Barbara Strozzi & Michael Dollendorf - Photo: André Wagenzik
Builder: 
Mama & Papa
Model: 
Bass Bariton mit Möglichkeiten. Umfang: D (am Morgen tiefer) bis g' und höher...

Meine Stimme ist bestimmt  zu einem großen Teil meiner biologischen Existenz und körperlichen Gegebenheiten geschuldet. Ich hatte immer viel Spaß beim Singen und es gab fünf Lehrer, denen ich ewig dankbar für die Arbeit bin, die sie mit mir gemacht haben.

Die erste war  Norma Gentile, die gerade aus Spanien zurück gekehrt war, wo sie einige Jahre studiert hatte. Sie gab mir, dem jungen Musikstudenten in Ann Arbor, Michigan, den ersten richtigen Gesangsunterricht. Sie half mir zu forschen und frei mit der Stimme zu experimentieren - genau was ein Mann in seinen frühen Zwanzigern braucht. Die Stimme hat sich dann noch nicht gefestigt und man sollte sie noch nicht in einen Rahmen pressen.

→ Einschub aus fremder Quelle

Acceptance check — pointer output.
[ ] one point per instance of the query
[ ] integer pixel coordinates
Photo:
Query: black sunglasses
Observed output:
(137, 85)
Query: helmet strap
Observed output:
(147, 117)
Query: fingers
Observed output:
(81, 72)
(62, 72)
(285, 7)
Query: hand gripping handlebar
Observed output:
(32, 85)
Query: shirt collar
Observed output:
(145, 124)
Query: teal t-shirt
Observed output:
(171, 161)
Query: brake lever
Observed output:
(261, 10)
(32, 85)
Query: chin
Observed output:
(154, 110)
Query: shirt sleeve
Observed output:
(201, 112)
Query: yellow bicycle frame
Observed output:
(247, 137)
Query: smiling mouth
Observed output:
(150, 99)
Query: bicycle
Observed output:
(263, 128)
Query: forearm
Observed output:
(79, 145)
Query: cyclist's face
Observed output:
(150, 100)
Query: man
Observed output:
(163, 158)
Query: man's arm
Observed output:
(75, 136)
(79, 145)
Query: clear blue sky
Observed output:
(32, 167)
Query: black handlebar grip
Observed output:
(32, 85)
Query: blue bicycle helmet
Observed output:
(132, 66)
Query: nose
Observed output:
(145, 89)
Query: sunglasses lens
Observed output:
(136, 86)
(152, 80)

1986/87 lebte ich in Köln und hatte ein Jahr Unterricht bei Lia Montoya Palmen, einer kolumbianischen Sopranistin, die mir eine gute technische Abreibung verpasste. Das war ehr eine Bühnenschule und sie unterrichtete viele Opernsänger. Often habe ich Sinn und Zweck nicht verstanden, aber auf lange Sicht war diese Begegnung mit der Opernwelt ein Gewinn.

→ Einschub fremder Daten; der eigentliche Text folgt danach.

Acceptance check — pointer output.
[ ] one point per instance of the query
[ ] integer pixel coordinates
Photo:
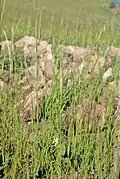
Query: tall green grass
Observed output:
(52, 148)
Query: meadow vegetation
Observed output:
(75, 131)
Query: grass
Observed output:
(59, 149)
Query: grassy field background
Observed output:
(87, 18)
(54, 152)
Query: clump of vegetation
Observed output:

Um die gleiche Zeit kam Max van Egmond, der auch einer meiner engsten Freunde wurde. Max lehrte worin er Meister ist: Sprache und Aussprache steht an erster Stelle, präzise Diktion und klare Artikulation. Er, der so ganz in der Musik von J.S. Bach verwurzelt ist, war ein großartiger Zuhörer und Kritiker als ich anfing die mittelalterlichen Programme zu entwickeln und mich selbst zu begleiten.

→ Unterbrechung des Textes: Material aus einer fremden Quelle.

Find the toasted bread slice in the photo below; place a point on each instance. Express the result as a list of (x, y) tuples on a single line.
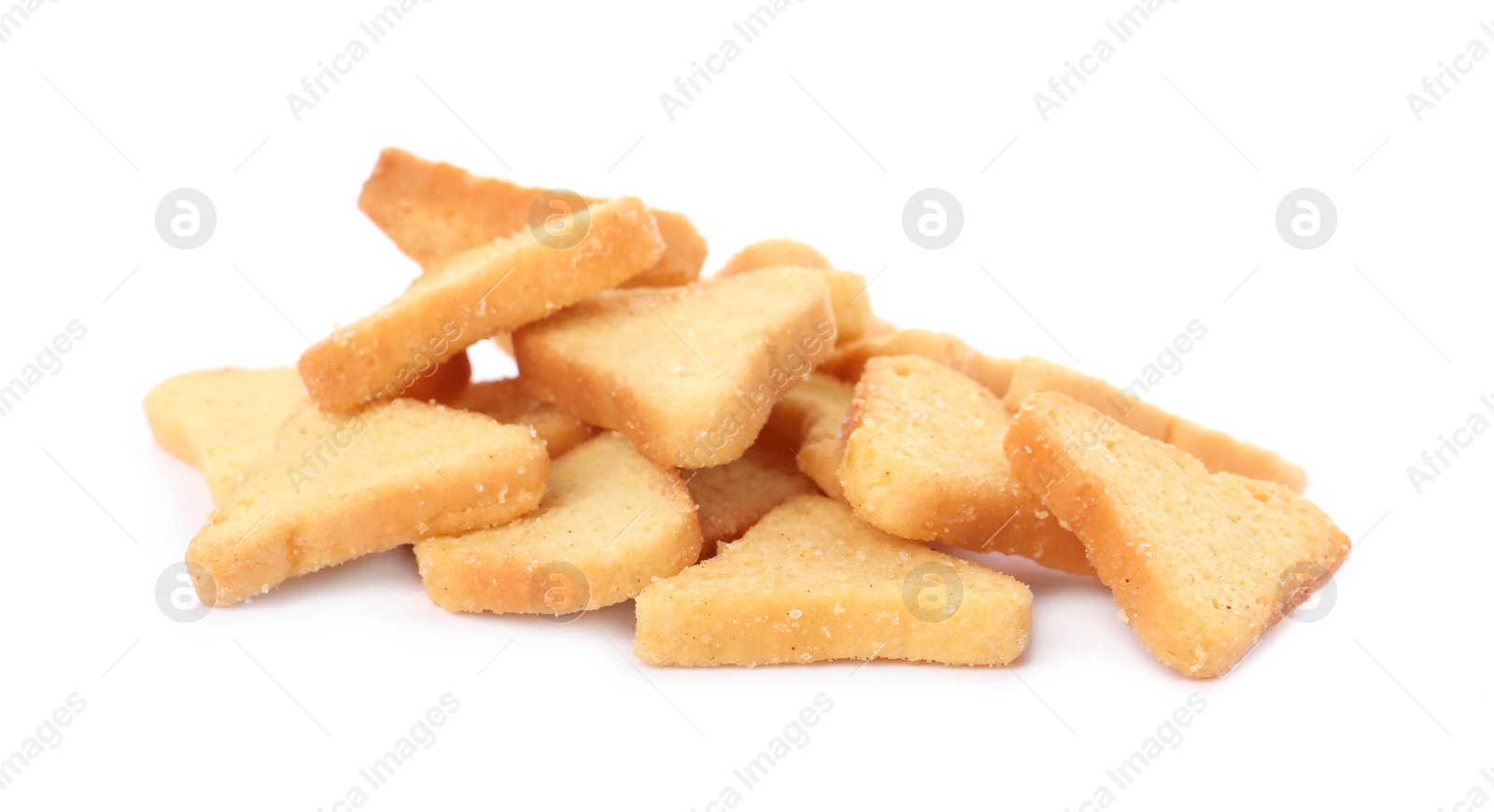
[(1215, 450), (925, 460), (223, 421), (811, 415), (612, 523), (774, 254), (994, 373), (811, 582), (490, 288), (338, 487), (732, 497), (435, 211), (508, 400), (1202, 563), (848, 290), (686, 373)]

Jetzt ist es Torsten Baireuther in Berlin. Seine Arbeit hat nicht mehr viel mit Musik zu tun. Es ist ehr wie meine täglische Qi Gong Routine. Ein paar Bewegungen und Haltungsveränderungen und die Maschine, die wir unseren Körper nennen, kann wieder ohne Hindernisse frei funktionieren und die Stimme kann frei klingen.

Rebecca Stewart  begegnete ich auf einem Ihrer Workshops. Ich hoffe noch viele Jahre mit ihr lernen zu können. Ihre Tonbildung ist so ganz anders und die Ideen begannen bei mir zu wachsen nachdem ich hier und da kleine Veränderungen vornahm. Danke!